Bon Jovi Toyota Center May 17, 2011
Keep the faith with Bon Jovi and their hordes of Houston fans in our slideshow.
It's no easy feat to emerge relatively unscathed from the ruins of the '80s metal boom. Bon Jovi's more glam-oriented contemporaries can no longer hope to fill the big arenas (though we understand you can catch Whitesnake and Warrant at Coushatta this weekend), and while Jon and the boys certainly exploited the spandex and Aqua Net trappings of that era to their full advantage, you could tell they craved something that eluded their peers: Legitimacy.
Because when you get down the nuts and bolts of it, Bon Jovi's appeal has always rested on their ability to match power chord to cliché. Look at some of those song titles: "The More Things Change?" "Have a Nice Day?" "Keep the Faith?" You wonder sometimes if JBJ eats a lot of fortune cookies.
But what can't be denied is the man's ability to work a crowd. There is a dearth of rock and roll showmen here in the new millennium, but even at 49 years of age, the formerly leonine lead singer pranced, cajoled, and posed his way into the audience's heart at Toyota Center last night.
Put another way, he saw 20,000 faces, and he rocked them all.
The band came out to an animated opening sequence that looked like TRON as directed by Michael Bay, and they didn't open especially strong. "Lost Highway" is one of those songs that makes people think of the New Jersey band as "Sprinsgteen lite," with its talk of "dashboard Jesuses" and "half a tank of gas." But from there the band kicked into "You Give Love a Bad Name," and the crowd was his.

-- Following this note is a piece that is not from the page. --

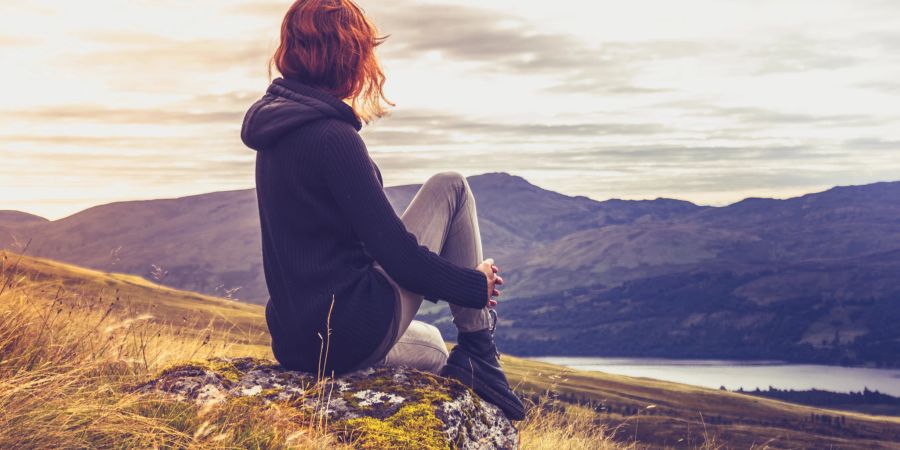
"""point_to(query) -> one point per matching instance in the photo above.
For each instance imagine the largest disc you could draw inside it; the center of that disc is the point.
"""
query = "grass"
(73, 342)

When we say JBJ is a poser, we mean it in the best possible - literal - way. He's honed his stage presence over three decades of performances into a well-oiled fist pumping, foot stomping machine, and the audience licked it up. To quote another, more flamboyant rock group.
"Born to Be My Baby" was next, followed by another relative clunker, "We Weren't Born to Follow" from their most recent release, the underwhelming Circle. The quasi-motivational visuals on the otherwise impressive video system didn't help, as the color palette was obviously meant to remind us of those Obama "Hope" ads. It's cool, because we know JBJ's an Obama guy, Aftermath just wasn't sure Oprah Winfrey belongs in the same stratum as Winston Churchill.
For "Runaway," JBJ said he was taking us back in his time machine to the Summit ("I was there once!"), and we must admit, for those three minutes he could have led 20,000 people burning and looting their way through downtown Houston. Pray he never uses his powers for evil.